# Baseline models for DeepDemand: Ridge (L2) and Random Forest

This notebook builds edge-level features from your existing data layout and evaluates:
- 5-fold random CV (k=5)
- 9-fold spatial CV (regions, fold_idx=1..9)

Metrics (train/test): MGEH, MAE, R² using your `model.utils` functions.


In [None]:
# path setting
import sys
from pathlib import Path
# set the notebook's CWD to your repo root
%cd D:/deepdemand
ROOT = Path.cwd().parents[0]   # go up one level
sys.path.insert(0, str(ROOT))

In [2]:
import os
import json
from collections import Counter

import numpy as np
import pandas as pd
import torch

from config import DATA, TRAINING
from model.dataloader import load_gt, load_json, get_lsoa_vector
import model.utils as utils


## 0) Reproducibility

In [3]:
np.random.seed(TRAINING['seed'])
torch.manual_seed(TRAINING['seed'])


<torch._C.Generator at 0x24d3839cd10>

## 1) Load GT and feature bank (same logic as your trainer)

In [4]:
# --- Load GT (already filtered + optionally normalized) ---
edge_to_gt, scaler = load_gt()
all_edge_ids = list(edge_to_gt.keys())
print('Edges:', len(all_edge_ids), 'Scaler:', type(scaler).__name__ if scaler else None)

# --- Load LSOA features JSON + node_to_lsoa mapping ---
lsoa_json = load_json(DATA['lsoa_json'])
node_to_lsoa = load_json('data/node_features/node_to_lsoa.json')

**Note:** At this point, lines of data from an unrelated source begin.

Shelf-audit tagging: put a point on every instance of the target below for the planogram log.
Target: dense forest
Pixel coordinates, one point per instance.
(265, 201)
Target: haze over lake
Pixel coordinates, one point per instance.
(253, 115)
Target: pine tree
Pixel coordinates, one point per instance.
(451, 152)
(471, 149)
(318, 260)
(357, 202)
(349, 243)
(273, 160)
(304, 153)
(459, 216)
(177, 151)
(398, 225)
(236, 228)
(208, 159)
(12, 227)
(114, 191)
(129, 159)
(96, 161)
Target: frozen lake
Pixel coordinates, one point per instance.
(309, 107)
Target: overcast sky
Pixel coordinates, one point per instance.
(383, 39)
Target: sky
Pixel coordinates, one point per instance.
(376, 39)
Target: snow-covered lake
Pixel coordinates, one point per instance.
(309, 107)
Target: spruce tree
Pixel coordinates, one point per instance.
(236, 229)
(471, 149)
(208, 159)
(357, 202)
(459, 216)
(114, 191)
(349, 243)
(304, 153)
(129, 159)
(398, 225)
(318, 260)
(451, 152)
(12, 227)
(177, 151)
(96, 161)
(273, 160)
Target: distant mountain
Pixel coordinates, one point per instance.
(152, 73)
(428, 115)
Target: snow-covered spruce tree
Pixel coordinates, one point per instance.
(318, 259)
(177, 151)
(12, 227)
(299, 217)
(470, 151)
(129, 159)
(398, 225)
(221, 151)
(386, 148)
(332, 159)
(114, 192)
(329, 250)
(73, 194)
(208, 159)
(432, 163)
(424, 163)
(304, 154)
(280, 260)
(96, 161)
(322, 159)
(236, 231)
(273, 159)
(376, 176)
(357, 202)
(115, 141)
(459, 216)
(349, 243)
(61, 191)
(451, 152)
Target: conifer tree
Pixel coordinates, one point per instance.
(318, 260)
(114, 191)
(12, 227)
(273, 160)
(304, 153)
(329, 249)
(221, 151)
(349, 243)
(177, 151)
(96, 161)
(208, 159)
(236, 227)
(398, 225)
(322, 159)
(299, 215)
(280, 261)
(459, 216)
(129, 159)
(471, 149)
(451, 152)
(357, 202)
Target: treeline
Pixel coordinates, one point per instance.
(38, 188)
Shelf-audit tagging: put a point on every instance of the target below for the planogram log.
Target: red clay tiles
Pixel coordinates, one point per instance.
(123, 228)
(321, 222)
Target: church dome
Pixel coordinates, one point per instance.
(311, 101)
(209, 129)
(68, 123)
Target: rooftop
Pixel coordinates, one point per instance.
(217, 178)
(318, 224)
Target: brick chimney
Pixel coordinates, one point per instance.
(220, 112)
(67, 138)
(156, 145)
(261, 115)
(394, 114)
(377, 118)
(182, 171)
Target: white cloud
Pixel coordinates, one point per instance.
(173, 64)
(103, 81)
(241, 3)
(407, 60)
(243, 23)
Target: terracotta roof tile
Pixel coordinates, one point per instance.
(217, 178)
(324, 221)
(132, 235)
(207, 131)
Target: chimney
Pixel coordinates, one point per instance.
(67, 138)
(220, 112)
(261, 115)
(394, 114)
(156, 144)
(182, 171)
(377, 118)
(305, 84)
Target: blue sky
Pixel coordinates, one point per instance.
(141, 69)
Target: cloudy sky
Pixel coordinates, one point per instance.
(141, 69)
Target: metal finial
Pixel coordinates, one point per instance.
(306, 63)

# --- Build feature_bank like your trainer ---
lsoa_codes = sorted(lsoa_json.keys())
feat_rows = []
for code in lsoa_codes:
    v = get_lsoa_vector(lsoa_json[code])  # torch tensor
    feat_rows.append(v.cpu().numpy())
X_lsoa = np.vstack(feat_rows).astype(np.float32)

feature_bank = {code: X_lsoa[i] for i, code in enumerate(lsoa_codes)}

feat_dim = X_lsoa.shape[1]
print('LSOA feature dim:', feat_dim)


Number of valid edges: 5088

=== GT Descriptive Statistics (raw) ===
Min     : 191.405
Max     : 113436.372
Mean    : 25243.410
Median  : 20618.627
Std     : 18893.461

Edges: 5088 Scaler: None
LSOA feature dim: 121


## 2) Edge-level feature construction (frequency-weighted)

For each edge_id, we read:
- `data/subgraphs/subgraphs/{edge_id}/od_use.feather` columns: O, D, t_OD

We build:
- XO: frequency-weighted mean of unique O nodes' LSOA vectors
- XD: frequency-weighted mean of unique D nodes' LSOA vectors
- t summary: mean, std, p10, p50, p90
- interaction: XO * XD (enabled)


In [5]:
from collections import Counter
import numpy as np
import os
import pandas as pd

SUBGRAPH_ROOT = 'data/subgraphs/subgraphs'

# T_STATS = ('mean', 'std', 'p10', 'p50', 'p90')
T_STATS = ('mean')
USE_INTERACTION = False

def _get_lsoa_vec_from_node(node_id_str: str) -> np.ndarray:
    lsoa_code = node_to_lsoa[str(node_id_str)][0]
    return feature_bank[lsoa_code]

def _compute_global_t_imputer(edge_ids: list) -> np.ndarray:
    feats = []
    empty_or_missing = 0

    for eid in edge_ids:
        fpath = os.path.join(SUBGRAPH_ROOT, eid, 'od_use.feather')
        if not os.path.exists(fpath):
            empty_or_missing += 1
            continue
        try:
            df = pd.read_feather(fpath, columns=['t_OD'])
        except Exception:
            empty_or_missing += 1
            continue
        if len(df) == 0:
            empty_or_missing += 1
            continue

        t = df['t_OD'].to_numpy(dtype=np.float32)
        t_feat = []
        if 'mean' in T_STATS: t_feat.append(float(np.mean(t)))
        if 'std'  in T_STATS: t_feat.append(float(np.std(t)))
        if 'p10'  in T_STATS: t_feat.append(float(np.percentile(t, 10)))
        if 'p50'  in T_STATS: t_feat.append(float(np.percentile(t, 50)))
        if 'p90'  in T_STATS: t_feat.append(float(np.percentile(t, 90)))
        feats.append(t_feat)

    if len(feats) == 0:
        print("[t_imputer] No non-empty od_use found. Using zeros for t_stats.")
        return np.zeros((len(T_STATS),), dtype=np.float32)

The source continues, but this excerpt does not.